The MMSE estimator is the Bayesian counterpart to the least-square estimator and becomes
$\mbox{vec}(\mathbf{H}_{\textrm{MMSE-estimate}}) = \left(\mathbf{R}^{-1} + (\mathbf{P}^T \, \otimes\, \mathbf{I})^H \mathbf{S}^{-1} (\mathbf{P}^T \, \otimes\, \mathbf{I}) \right)^{-1} (\mathbf{P}^T \, \otimes\, \mathbf{I})^H \mathbf{S}^{-1} \mbox{vec}(\mathbf{Y})$
where $\otimes$ denotes the Kronecker product and the identity matrix $\scriptstyle \mathbf{I}$ has the dimension of the number of receive antennas. The estimation MSE is
$\mathrm{tr} \left(\mathbf{R}^{-1} + (\mathbf{P}^T \, \otimes\, \mathbf{I})^H \mathbf{S}^{-1} (\mathbf{P}^T \, \otimes\, \mathbf{I}) \right)^{-1}$
and is minimized by a training matrix $\mathbf{P}$ that in general can only be derived through numerical optimization.
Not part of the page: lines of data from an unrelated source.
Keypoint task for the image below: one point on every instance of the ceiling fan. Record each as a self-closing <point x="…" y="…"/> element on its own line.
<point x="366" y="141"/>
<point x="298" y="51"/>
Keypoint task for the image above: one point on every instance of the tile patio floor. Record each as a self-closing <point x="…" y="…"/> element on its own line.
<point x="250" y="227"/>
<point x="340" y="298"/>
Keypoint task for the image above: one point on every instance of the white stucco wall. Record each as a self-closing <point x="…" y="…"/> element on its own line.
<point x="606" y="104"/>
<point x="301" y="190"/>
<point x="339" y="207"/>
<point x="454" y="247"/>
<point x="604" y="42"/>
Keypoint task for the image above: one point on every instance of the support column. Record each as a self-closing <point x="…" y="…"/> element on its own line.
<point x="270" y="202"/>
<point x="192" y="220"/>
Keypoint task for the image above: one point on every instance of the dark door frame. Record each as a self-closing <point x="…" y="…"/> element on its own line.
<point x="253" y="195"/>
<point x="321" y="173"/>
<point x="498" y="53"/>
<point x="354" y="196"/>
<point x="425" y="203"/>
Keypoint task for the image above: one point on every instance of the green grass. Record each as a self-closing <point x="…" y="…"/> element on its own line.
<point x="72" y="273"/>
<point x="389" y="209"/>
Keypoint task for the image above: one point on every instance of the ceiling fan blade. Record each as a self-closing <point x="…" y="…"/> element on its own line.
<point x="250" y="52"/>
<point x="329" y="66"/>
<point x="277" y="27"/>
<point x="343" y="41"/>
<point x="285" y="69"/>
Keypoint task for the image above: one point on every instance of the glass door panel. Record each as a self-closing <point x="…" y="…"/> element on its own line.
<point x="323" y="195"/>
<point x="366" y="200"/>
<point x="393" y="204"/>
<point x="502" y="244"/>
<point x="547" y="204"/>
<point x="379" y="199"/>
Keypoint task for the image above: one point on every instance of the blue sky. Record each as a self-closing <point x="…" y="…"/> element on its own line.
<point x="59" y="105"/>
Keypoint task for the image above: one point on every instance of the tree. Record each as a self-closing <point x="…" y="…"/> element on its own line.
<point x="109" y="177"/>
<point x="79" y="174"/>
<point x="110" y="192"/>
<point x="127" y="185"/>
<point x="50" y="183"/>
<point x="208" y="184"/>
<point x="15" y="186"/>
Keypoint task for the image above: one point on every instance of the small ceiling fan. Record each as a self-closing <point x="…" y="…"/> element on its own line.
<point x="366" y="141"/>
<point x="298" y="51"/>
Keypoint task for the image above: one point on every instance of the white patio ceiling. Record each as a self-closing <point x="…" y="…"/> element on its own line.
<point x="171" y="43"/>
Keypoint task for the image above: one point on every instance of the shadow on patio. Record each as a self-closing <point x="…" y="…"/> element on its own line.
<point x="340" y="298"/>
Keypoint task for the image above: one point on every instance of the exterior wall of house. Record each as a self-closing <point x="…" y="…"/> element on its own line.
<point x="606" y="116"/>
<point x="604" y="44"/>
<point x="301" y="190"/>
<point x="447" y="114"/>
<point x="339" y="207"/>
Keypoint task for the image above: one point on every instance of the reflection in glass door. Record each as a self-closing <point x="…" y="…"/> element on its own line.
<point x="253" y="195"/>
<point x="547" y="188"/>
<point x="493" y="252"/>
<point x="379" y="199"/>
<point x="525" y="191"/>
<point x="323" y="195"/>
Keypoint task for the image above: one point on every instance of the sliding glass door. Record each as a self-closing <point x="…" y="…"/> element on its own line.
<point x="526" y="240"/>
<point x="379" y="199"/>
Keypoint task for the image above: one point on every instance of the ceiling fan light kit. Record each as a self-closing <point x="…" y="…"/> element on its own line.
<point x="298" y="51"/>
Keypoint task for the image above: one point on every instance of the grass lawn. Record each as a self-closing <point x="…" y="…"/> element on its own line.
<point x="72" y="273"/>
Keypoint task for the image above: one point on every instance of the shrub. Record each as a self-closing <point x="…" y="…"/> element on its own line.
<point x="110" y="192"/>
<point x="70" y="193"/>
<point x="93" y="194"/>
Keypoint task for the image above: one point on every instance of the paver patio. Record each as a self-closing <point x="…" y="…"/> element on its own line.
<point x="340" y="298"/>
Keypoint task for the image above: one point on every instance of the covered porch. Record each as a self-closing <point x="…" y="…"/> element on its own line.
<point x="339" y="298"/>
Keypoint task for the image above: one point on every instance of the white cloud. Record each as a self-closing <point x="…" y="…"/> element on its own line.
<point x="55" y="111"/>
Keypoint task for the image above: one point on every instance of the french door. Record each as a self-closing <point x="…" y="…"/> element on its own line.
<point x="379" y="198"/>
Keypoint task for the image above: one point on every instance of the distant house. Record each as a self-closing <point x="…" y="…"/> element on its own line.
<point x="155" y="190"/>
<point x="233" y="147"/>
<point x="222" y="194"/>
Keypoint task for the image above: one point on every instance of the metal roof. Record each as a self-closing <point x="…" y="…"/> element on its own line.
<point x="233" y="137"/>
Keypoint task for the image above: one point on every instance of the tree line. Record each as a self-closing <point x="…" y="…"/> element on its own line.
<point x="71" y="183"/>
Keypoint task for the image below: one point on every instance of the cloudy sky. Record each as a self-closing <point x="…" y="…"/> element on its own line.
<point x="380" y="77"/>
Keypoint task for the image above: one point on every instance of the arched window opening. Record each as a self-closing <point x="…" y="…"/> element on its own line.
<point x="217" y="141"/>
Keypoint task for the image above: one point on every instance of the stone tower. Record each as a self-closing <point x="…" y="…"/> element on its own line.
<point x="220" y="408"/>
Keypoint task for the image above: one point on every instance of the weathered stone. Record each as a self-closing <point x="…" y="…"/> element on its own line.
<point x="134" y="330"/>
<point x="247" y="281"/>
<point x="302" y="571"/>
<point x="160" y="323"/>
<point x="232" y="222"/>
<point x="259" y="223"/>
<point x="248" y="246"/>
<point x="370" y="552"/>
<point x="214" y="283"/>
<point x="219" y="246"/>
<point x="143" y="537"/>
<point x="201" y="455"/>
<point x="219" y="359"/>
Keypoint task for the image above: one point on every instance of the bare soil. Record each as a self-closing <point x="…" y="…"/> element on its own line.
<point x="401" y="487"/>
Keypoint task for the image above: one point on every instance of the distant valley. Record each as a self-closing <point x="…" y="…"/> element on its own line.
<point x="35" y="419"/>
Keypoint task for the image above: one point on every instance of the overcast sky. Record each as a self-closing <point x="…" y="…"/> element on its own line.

But there exist heuristic solutions with good performance based on waterfilling. As opposed to least-square estimation, the estimation error for spatially correlated channels can be minimized even if $N$ is smaller than the number of transmit antennas. Thus, MMSE estimation can both decrease the estimation error and shorten the required training sequence. It needs however additionally the knowledge of the channel correlation matrix $\mathbf{R}$ and noise correlation matrix $\mathbf{S}$. In absence of an accurate knowledge of these correlation matrices, robust choices need to be made to avoid MSE degradation.

=== Neural network estimation ===
With the advances of deep learning there has been work that shows that the channel state information can be estimated using Neural network such as 2D/3D CNN and obtain better performance with fewer pilot signals. The main idea is that the neural network can do a good interpolation in time and frequency.

== Data-aided versus blind estimation ==
In a data-aided approach, the channel estimation is based on some known data, which is known both at the transmitter and at the receiver, such as training sequences or pilot data. In a blind approach, the estimation is based only on the received data, without any known transmitted sequence. The tradeoff is the accuracy versus the overhead. A data-aided approach requires more bandwidth or it has a higher overhead than a blind approach, but it can achieve a better channel estimation accuracy than a blind estimator.